In this article, we explain how to organize information of the problem that you want to solve, which will be done in the requirements definition stage, using the "school class timetable" as a motif.
By organizing the relevant information, you can begin to understand the issue's characteristics and the fact that it is a combinatorial optimization.
Let's go through how to clarify the problem to input the assignment into the computer as an optimization problem.
When teachers create timetables in schools, some use specialized software, but most are working on their hands to ensure that they can take into account the conditions without conflicts.
For the sake of setting up an example of a combinatorial optimization problem that is a somewhat complex yet easy-to-think-about, let's assume we are creating a class timetable for a subject-teacher system in a fictitious high school.
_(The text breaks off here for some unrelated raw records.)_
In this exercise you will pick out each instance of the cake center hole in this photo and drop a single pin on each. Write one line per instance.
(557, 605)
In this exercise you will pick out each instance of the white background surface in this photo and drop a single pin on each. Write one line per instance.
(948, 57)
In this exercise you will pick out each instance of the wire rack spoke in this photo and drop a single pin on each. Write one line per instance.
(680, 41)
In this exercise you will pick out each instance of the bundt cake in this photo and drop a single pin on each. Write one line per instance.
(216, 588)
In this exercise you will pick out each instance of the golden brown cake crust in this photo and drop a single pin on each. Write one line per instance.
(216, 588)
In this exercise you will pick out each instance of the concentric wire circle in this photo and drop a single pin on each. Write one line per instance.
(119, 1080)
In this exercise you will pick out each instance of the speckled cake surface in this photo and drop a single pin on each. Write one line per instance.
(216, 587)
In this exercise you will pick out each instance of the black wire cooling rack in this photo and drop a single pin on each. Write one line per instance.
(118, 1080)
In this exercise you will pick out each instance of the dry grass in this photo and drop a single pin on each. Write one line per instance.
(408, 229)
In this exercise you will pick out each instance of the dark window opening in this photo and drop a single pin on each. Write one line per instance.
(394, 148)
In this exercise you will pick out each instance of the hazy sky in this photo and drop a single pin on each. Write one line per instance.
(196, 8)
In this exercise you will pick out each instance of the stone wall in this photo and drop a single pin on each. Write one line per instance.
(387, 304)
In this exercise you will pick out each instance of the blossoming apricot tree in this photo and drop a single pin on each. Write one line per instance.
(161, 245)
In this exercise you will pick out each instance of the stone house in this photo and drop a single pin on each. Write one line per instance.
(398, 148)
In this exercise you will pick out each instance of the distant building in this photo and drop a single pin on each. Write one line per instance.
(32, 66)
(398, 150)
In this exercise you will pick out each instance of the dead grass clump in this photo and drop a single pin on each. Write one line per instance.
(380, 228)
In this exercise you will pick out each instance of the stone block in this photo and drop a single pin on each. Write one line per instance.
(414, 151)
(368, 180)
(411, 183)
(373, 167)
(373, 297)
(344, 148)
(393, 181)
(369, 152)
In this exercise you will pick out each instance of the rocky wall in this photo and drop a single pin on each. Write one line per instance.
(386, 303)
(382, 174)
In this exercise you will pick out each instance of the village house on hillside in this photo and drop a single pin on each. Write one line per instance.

Since this is a "subject teacher system," a subject teacher must be assigned to a particular time block for a class and there must be no other conflicts.
Given these conditions and constraints, we can formulate the problem as a combinatorial optimization to determine each teacher to be assigned ($+1$) or not ($-1$) to each time block for a week.
Next, think about which conditions are necessary for solving this problem.
The requirement definition is to verbalize a problem in the real world. We want a computer to process the solution of the timetable problem, but in terms of the use of IT, the computer will not work with vague instructions. To accurately convey what we want, we start by carefully verbalizing the prerequisite information for creating the timetable, which is a real problem. We will organize the given information as follows.
There are nine subjects: Japanese, English, Mathematics, Science, Social Studies, Physical Education, Art, Music, and Life. All of these are conducted by specialized teachers. There are eight teachers each for Japanese, English, and mathematics, and four each for the other subjects.
Thus, by verbalizing the issue, the rules become clear. When the rules are clarified in words, it is easier to respond to changes in faculty or minor additions or changes in the rules.
Now we have a clear idea of what you want the computer to handle.
There is an upper limit to the number of bits the annealing machine can compute.
As you know, an annealing machine is a method that assigns one spin to one element to derive the best energy for a given pattern. So we need to know in advance how many elements to set to $+1$ or $-1$.
In this case, there are 40 teachers, 30 periods per week, and 12 classes.
Since the school is to have 12 of these classes in session at the same time, we can assume that $40 \times 12 \times 30 = 14,400$ elements (the pattern of which classes are assigned to each class frame), or spins, are needed to make the assignments.